The difficult part of this particular statistic is that when taxes are raised, only 50% of the population will be incurring the tax burden. The federal government is currently spending in the neighborhood of $4 trillion per year, but it is only raising $2 trillion in revenues from all sources. It is technically impossible for 50% of the population to make up the shortfall of taxes for the additional $2 trillion. The obvious solution is that, at some point, the government is going to have to dramatically reduce its federal expenditures. While it may be possible to get the federal budget down to $3 trillion, it is impossible to get taxes up to $4 trillion.

"The European Union has agreed that it is dangerous for a country to allow its publicly held debt to exceed 60% of its GDP. The Congressional Budget Office says that the U.S. could hit 60% by the end of this year, and on its current course could hit 100% by 2020."
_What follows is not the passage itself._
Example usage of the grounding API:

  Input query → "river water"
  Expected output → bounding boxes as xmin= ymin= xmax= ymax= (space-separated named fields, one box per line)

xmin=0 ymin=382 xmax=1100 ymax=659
It’s a scary thought that the federal deficit is ballooning in such a fashion that it could potentially hit 100% of the GDP by 2020. It’s true that for a few years during President Clinton’s administration, the federal budget was actually in a surplus. I vividly remember reading in Dr. Alan Greenspan’s book that it became a concern in the Department of Treasury as to how they would even spend the surpluses. It seems like we have moved light years away from that era.

With the deficits that began in 2001 after the 9/11 terrorist attacks and the expanding wars in Iraq and Afghanistan, the deficits have exploded. Even though they were terrible under President George W. Bush, the current administration has quadrupled the size of the deficits. It should be fairly clear to all Americans that we cannot continue to run these deficits and we cannot raise taxes to balance the current budget. The only viable solution is to reduce expenses dramatically and reduce the size of government to fit the amount of taxes we can possibly raise.

"Meanwhile, The Economist estimates that the federal government now employs a quarter of a million people to write and enforce regulations."

The more I think about a quarter of a million people writing and enforcing regulations, the more it scares me. Two-hundred and fifty thousand people writing regulations every single day must produce an enormous amount of paper. Perhaps I could give President Obama some help in cutting the federal budget: Why don’t we just fire all of these people tomorrow?

The real solution to the federal budget it getting the federal entitlements under control. It would be simple to make the Social Security system self-balancing and well-funded for the next 100 years. All it requires is someone with the political will to do so.

Medicare and Medicaid are entirely different situations. At the current time, both of these programs are technically bankrupt and will not be anywhere close to self-funding anytime soon. At some point, the government must make the hard decisions when it comes to controlling these costs. Unfortunately, none of the new Healthcare Reform Act does anything to attack the costs of these programs.

I have had several requests for blogs that I will be writing over the next week. One concerns how the TARP will actually repay the amounts expended by the government. Another request concerns the new taxes that will be raised under the Healthcare Reform Act. I have intentionally waited to write that post since it is still unclear as to exactly what tax rates will be in place beginning in 2011. There are fairly significant increases in taxes for people who make more than $200,000 beginning in 2011, and they increase even more dramatically in 2014.

If you have a specific topic you would like for me to discuss, I’ll be more than happy to take a shot at it. As always, the foregoing comments are my opinions, thoughts and personal biases. In all cases, I could be wrong.